На стуле сидел Кристиан.
— Пей!!! — хором раздались голоса царицы, виконтессы и Ивана.
Виренея сама всучила мужу кубок и с замиранием сердца наблюдала, как он вцепился в него, запрокинул, и…
«Раз, два, три!» — считала она и глазам своим не верила.
Осушив кубок, Кристиан — человек Кристиан! — поставил его обратно.
У Виренеи кружилась голова.
У Кристиана, возможно, тоже. Он сидела за столом и
Дальше всё было, как в тумане. Её трясли за плечи и что-то говорили, виконтесса и Иван, оба взбудораженные, оказались прямо перед их столом. Ерофей накинул на Кристиана плащ, помог поняться из-за стола и повёл из трапезной.
— Куда? — всполошилась было Виренея.
— Сиди пока, — остановила её мать. — Не чувствуешь разве? Вот она — Поворотная ночь, магические потоки обновляются, старое, отжившее уходит, новое, свежее закрепляется… И поешь уже, — добавила царица деловито, накладывая в тарелку Виренеи её любимый зимний салат. — Маята ты моя, маята. Вечно на месте не сидится.
— Ты и раньше говорила про потоки магии, а я не чувствовала.
— Скоро всё пройдёт. Поешь, — наставляла матушка.
И она оказалась права. В одну секунду Виренею отпустило. Сначала обдало ледяной волной, а потом она будто вынырнула из тягучего, плотного круговорота, где время пластичное, и материя — сама не своя.
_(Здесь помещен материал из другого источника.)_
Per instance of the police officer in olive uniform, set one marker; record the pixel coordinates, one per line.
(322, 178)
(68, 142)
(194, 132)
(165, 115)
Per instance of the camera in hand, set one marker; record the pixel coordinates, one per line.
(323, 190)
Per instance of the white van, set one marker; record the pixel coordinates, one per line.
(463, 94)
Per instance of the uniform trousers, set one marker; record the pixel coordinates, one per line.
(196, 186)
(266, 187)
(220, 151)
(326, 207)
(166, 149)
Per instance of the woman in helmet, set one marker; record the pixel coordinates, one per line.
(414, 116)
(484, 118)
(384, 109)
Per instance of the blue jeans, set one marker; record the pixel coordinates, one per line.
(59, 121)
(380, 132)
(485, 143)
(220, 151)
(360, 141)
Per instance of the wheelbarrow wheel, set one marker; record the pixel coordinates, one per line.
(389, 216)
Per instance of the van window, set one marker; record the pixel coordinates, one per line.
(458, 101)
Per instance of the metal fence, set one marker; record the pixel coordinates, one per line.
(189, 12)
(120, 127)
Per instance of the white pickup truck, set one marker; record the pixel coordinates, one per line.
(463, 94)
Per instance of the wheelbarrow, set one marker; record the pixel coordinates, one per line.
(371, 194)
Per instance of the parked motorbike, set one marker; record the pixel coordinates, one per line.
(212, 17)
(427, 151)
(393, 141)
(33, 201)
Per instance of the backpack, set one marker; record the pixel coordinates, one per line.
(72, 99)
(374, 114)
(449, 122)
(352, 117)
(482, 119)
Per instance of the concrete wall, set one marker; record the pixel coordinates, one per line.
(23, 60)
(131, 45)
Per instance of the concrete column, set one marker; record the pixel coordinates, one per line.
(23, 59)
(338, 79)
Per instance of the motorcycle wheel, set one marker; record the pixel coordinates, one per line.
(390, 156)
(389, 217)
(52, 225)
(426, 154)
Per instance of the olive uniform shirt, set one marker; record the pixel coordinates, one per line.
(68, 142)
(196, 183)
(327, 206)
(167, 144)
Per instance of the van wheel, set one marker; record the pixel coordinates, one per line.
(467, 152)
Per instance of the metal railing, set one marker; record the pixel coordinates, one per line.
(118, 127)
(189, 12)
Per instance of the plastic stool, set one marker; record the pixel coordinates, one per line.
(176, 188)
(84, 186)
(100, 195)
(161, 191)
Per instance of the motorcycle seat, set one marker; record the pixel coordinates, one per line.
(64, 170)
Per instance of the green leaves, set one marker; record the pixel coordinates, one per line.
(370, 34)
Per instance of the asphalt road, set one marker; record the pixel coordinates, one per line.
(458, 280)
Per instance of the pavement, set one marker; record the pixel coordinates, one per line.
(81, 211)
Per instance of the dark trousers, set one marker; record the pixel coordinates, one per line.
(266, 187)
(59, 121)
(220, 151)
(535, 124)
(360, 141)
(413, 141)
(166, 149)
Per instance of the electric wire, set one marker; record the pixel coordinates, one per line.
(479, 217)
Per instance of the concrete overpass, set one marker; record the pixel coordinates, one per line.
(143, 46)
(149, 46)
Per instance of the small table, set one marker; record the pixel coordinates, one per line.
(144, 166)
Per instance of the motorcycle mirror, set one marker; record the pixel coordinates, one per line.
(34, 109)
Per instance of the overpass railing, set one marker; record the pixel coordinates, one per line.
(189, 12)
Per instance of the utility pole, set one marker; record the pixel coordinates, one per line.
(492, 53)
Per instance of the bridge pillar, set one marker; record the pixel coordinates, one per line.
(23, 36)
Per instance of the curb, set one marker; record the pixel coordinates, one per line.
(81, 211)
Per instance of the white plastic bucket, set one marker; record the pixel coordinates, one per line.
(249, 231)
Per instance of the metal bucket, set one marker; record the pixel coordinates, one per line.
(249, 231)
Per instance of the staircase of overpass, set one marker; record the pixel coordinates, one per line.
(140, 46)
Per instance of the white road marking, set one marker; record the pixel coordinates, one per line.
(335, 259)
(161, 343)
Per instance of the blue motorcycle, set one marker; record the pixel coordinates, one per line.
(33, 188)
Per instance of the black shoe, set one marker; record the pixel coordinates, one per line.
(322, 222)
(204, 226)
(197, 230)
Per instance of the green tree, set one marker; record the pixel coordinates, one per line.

Вдруг к ней кто-то подошёл со спины, положил руки на плечи, наклонился и обнял. По щеке мазнули светлые крупные кудри.
— Кристиан! — обрадовалась Виренея. Кажется, он стал краше прежнего. Ему были к лицу и рубашка, расшитая традиционными алыми нитями, и царский свадебный кафтан.
Виренея вскочила со стула, вжалась в него, ощущая, как его руки крепко обвили её стан, и как бешено бьются их сердца. Она так много хотела ему сказать! Но что слова? У Кристиана их тоже не оказалось. Он только жарко дышал ей в плечо и всё сильнее сжимал в своих объятьях.
— Горько! — услышала Виренея зычный голос отца и обернулась.
Не показалось. Её батюшка — царь Тридесятого стоял во главе стола с поднятым кубком. Гости тоже поднимались из-за стола, правда тост не спешили поддерживать. Вероятно, помнили матушкино упреждение или боялись очередного скандала.
Виренея вопросительно глянула на Ерофея.
— Он сказал, теперь все заклятья сняты, — ответил вместо целителя Кристиан и аккуратно приподнял её подбородок.
Виренея закрыла глаза. Поцелуй получился мимолётный, невесомый, но такой обещающий…
— А теперь? Ты сказал бы «да» у алтаря? — прищурилась царевна.
— Лучшей девушке на свете, рядом с которой даже Василиск не страшен?.. Да, — стал вдруг серьёзным Кристиан.
И снова её поцеловал, на этот раз отнюдь не невинно.
— Горько! Го-орько! — скандировали обрадованные гости.
Новость о снятых проклятьях разносилась по царскому терему со скоростью пожара.
А потом было празднование Старого Нового года. Все оделись и вышли на улицу. У костра уже пели и плясали ряженые, гремели шутихи и хлопушки. Иван с друзьями запускали фейерверки по континентальной традиции. Под конец жрец провёл исконную церемонию царства — сжигание высоченного соломенного коня.